You don't need a sledgehammer to crack a nut.
Jonathan Frankl does research on artificial intelligence, not pistachios, but the same philosophy applies to his " lottery ticket hypothesis." He argues that hidden within the massive neural networks of a more compact network can perform the same task more efficiently. The trick is to find those "lucky" subnets called winning lottery tickets.
In a new paper, Frankl and his colleagues discovered such subnets hiding in BERT, a modern neural network approach to natural language processing (NLP). As a branch of artificial intelligence, NLP aims to decipher and analyze human language using applications such as intelligent text generation or online chatbots. In terms of computing, BERT is cumbersome and usually requires ultra-high computing power that is not available to most users. Access to a WINNING Bert lottery ticket could level the playing field, potentially allowing more users to develop effective NLP tools on a smartphone - without a sledgehammer.
"We are getting to the point where we need to make these models more compact and efficient, "says Frankl, adding that this progress may one day" lower the barriers to entry " to NLP.
Frankl, Ph. D. A student in Michael Karbin's group at the mit computer science and artificial intelligence Lab has co-authored a study that will be presented next month at a conference on neural information processing systems. Tianlong Chen of the University of Texas at Austin is the lead author of the paper, which includes collaborators Zhangyang Wang, also from Texas A&M, as well as Shiyu Chang, Xijia Liu, and Yang Zhang, all from MIT-IBM's Watson AI lab. .
You probably interacted with the BERT network today. This is one of the technologies behind Google's search engine, and it has caused excitement among researchers since Google released BERT in 2018. BERT is a method for creating neural networks-algorithms that use multi-level nodes or "neurons" to learn how to perform a task through training on numerous examples.
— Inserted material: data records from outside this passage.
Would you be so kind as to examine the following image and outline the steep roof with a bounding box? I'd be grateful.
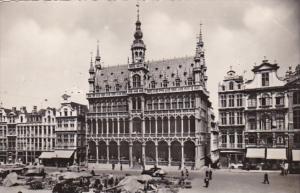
[95,57,194,92]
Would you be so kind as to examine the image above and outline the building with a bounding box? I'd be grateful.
[0,104,10,163]
[0,106,56,163]
[87,6,211,168]
[286,64,300,170]
[208,109,220,167]
[218,69,245,167]
[219,59,299,169]
[52,94,87,165]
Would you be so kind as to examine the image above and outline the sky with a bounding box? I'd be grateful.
[0,0,300,113]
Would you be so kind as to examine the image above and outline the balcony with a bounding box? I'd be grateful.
[86,91,127,99]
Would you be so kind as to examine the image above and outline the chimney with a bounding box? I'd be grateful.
[32,106,37,113]
[20,106,26,113]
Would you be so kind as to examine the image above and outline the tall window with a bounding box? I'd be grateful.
[221,113,227,125]
[261,72,269,86]
[105,85,109,92]
[275,94,284,106]
[236,94,243,107]
[163,80,168,88]
[276,113,284,130]
[229,82,234,90]
[293,91,300,105]
[248,95,256,108]
[229,112,234,125]
[175,78,180,87]
[293,109,300,129]
[132,74,141,88]
[188,78,193,86]
[236,112,243,125]
[260,94,271,107]
[151,81,155,88]
[229,94,234,107]
[248,113,257,130]
[221,95,226,107]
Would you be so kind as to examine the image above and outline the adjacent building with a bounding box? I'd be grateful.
[219,59,299,169]
[53,94,87,165]
[86,7,211,168]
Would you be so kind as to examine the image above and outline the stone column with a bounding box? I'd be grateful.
[168,116,171,137]
[142,143,146,165]
[168,144,171,166]
[129,142,133,167]
[181,117,184,136]
[96,143,99,163]
[234,130,238,148]
[155,144,158,165]
[181,143,184,168]
[106,144,109,163]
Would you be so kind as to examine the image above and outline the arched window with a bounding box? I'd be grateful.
[229,82,233,90]
[163,80,168,88]
[132,74,141,88]
[175,78,180,87]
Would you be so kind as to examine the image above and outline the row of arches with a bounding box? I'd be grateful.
[87,115,196,134]
[88,141,196,164]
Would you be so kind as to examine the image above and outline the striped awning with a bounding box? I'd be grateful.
[246,148,265,158]
[267,148,286,160]
[39,151,55,159]
[292,149,300,161]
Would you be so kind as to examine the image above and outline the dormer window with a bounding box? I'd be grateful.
[261,72,269,86]
[105,85,109,92]
[175,78,180,87]
[188,77,193,86]
[151,81,155,88]
[116,84,121,91]
[163,80,168,88]
[132,74,141,88]
[229,82,233,90]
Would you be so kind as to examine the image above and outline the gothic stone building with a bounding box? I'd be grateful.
[87,9,211,168]
[219,59,299,169]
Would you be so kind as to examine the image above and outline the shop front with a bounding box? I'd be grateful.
[263,148,287,170]
[245,148,266,170]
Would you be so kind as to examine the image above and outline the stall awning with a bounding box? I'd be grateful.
[246,148,265,158]
[267,148,286,160]
[292,149,300,161]
[55,150,74,158]
[39,152,55,159]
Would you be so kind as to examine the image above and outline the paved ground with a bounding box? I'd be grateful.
[179,171,300,193]
[0,168,300,193]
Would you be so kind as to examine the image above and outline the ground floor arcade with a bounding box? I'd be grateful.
[87,140,206,167]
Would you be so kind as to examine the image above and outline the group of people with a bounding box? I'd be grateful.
[280,161,289,176]
[204,166,212,188]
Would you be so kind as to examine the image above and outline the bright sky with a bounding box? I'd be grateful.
[0,0,300,110]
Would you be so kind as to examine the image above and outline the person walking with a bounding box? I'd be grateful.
[204,176,209,188]
[264,172,270,184]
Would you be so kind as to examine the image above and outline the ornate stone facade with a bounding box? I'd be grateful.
[87,7,211,168]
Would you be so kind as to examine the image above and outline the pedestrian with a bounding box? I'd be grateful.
[208,167,212,180]
[204,176,209,188]
[91,170,95,176]
[264,172,270,184]
[284,162,289,176]
[185,168,189,178]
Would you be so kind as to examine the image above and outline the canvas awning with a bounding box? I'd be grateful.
[39,152,55,159]
[292,149,300,161]
[246,148,265,158]
[54,150,74,159]
[267,148,286,160]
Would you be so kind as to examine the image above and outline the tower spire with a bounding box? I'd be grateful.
[95,40,101,69]
[89,52,95,74]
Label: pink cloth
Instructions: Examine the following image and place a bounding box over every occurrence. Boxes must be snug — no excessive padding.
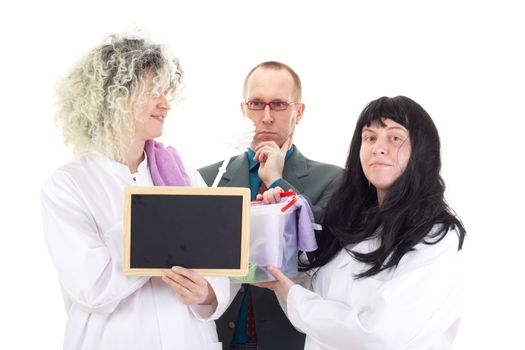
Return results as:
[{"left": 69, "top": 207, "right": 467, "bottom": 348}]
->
[{"left": 144, "top": 140, "right": 190, "bottom": 186}]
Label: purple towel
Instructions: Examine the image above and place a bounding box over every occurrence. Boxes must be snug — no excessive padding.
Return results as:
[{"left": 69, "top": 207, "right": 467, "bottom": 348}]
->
[
  {"left": 293, "top": 196, "right": 317, "bottom": 252},
  {"left": 144, "top": 140, "right": 190, "bottom": 186}
]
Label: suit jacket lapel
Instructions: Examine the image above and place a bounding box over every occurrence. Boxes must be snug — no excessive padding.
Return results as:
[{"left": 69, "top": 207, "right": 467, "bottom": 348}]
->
[
  {"left": 283, "top": 145, "right": 308, "bottom": 193},
  {"left": 219, "top": 152, "right": 250, "bottom": 188}
]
BERT is trained by repeatedly trying to fill in words left out of a passage of text, and its strength lies in the gigantic size of this initial training data set. Users can then configure the BERT neural network for a specific task, such as creating a chatbot for customer service. But fighting BERT requires huge computing power.
"The standard BERT model these days - the garden variety - has 340 million parameters," says Frankl, adding that this number can reach 1 billion. A supercomputer may be required to fine-tune such a massive network. "It's just obscenely expensive. This is beyond the computational capabilities of you or me."
Chen agrees. Despite BERT's surge in popularity, such models "suffer from the huge size of the network," he says. Fortunately, " the lottery ticket hypothesis seems to be the solution."
To reduce the cost of computing, Chen and his colleagues tried to find a smaller model hidden in BERT. They experimented by iteratively removing parameters from the full BERT network, and then comparing the performance of the new subnet with that of the original BERT model. They made this comparison for a number of NLP tasks, from answering questions to filling in an empty word in a sentence.
The researchers found successful subnets that were 40-90 percent thinner than the original BERT model, depending on the task. In addition, they were able to identify winning lottery tickets before performing any fine-tuning for a specific task - a discovery that could further minimize computational costs for NLP. In some cases, a subnet selected for one task may be repurposed for another, although Frankl notes that this migration capability was not universal. However, Frankl is more than happy with the group's results.
"I was shocked that it even worked," he says. "It's not something I took for granted. I expected a much more unpleasant result than we got."
According to Ari Morkos, a scientist at Facebook AI Research, this discovery of a winning ticket in the BERT model is "compelling." "These models are becoming more common," says Morcos. "So it's important to understand whether the lottery ticket hypothesis is correct." He adds that this discovery could allow BERT-like models to operate with much less computing power, "which could make a big difference given that these extremely large models are currently very expensive to operate."
Frankl agrees. He hopes this work will make BERT more accessible, because it counters the trend of ever-growing NLP models. "I don't know how much more we can achieve using these supercomputer - style calculations," he says. "We'll have to lower the barrier to entry." Identifying a weak, lottery-winning subnet does just that-allowing developers who lack the computing power of Google or Facebook to still perform advanced NLP. "The hope is that it will lower the cost, that it will make it more accessible to everyone... for the little guys who only have a laptop," says Frankl. "It's really interesting for me."